Resolution depends upon context and outlook. If we continue to view phenomena as existing separate from each other with no connections or common purposes, then life will continue to be viewed as a zero-sum game lacking in morality. Looking at the growth of not only the acceptance of homosexuality but its promotion as well, we see this phenomenon at work. The differences between the sexes are no longer viewed as complementary but fluid to the extent they’re perceived to have any social relevance at all. This state of mind had led to the growth of a lifestyle promoting the coupling of similars. Lacking the obligations which go into overcoming the differences inherent within a male-female relationship, those differences never reconcile, and society becomes progressively more stratified and uglier, resembling greatly the ugliness of American politics.
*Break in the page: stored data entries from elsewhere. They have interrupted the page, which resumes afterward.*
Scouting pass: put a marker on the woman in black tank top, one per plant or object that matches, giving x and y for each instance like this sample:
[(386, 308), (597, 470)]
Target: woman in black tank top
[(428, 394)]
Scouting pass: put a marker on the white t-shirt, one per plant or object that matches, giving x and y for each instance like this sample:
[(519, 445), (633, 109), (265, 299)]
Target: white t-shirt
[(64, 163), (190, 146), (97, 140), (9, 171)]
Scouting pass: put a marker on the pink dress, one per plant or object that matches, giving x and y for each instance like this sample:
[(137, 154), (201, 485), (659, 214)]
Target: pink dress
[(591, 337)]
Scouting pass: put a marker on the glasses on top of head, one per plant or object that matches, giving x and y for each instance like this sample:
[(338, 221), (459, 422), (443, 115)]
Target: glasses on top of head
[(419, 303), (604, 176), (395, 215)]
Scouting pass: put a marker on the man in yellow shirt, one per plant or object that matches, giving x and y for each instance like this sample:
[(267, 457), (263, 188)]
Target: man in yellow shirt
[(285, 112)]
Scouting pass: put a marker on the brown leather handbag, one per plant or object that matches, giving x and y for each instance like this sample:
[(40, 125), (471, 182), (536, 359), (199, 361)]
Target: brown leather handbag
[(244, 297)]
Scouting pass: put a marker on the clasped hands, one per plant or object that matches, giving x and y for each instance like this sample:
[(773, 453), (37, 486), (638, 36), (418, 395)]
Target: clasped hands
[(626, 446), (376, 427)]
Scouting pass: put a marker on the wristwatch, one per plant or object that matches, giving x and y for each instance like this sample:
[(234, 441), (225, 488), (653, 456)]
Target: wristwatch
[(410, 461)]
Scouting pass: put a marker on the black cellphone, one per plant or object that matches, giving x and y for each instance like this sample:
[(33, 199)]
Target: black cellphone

Through discarding ideology and viewing politics as an aspect of life, much like life, politics can be viewed as a pragmatic activity as a part of a larger whole. With an adjusted frame of reference, the hold tradition and innovation over the political sphere can be loosened, making it more functional and constructive. Pure innovation is negated through the fact a presupposition will always be brought to the table regardless of the issue at hand. Pure tradition is also negated through the fact that environments and conditions change; once this happens, so do the particulars, necessitating a changed general conclusion. Learning to look at the beyond by looking within, the opposition between tradition and innovation, liberal and conservative, Republican and Democrat, begin to break down. By being ourselves, we see the other within us and realize what we used to understand as the enemy is actually a part of us.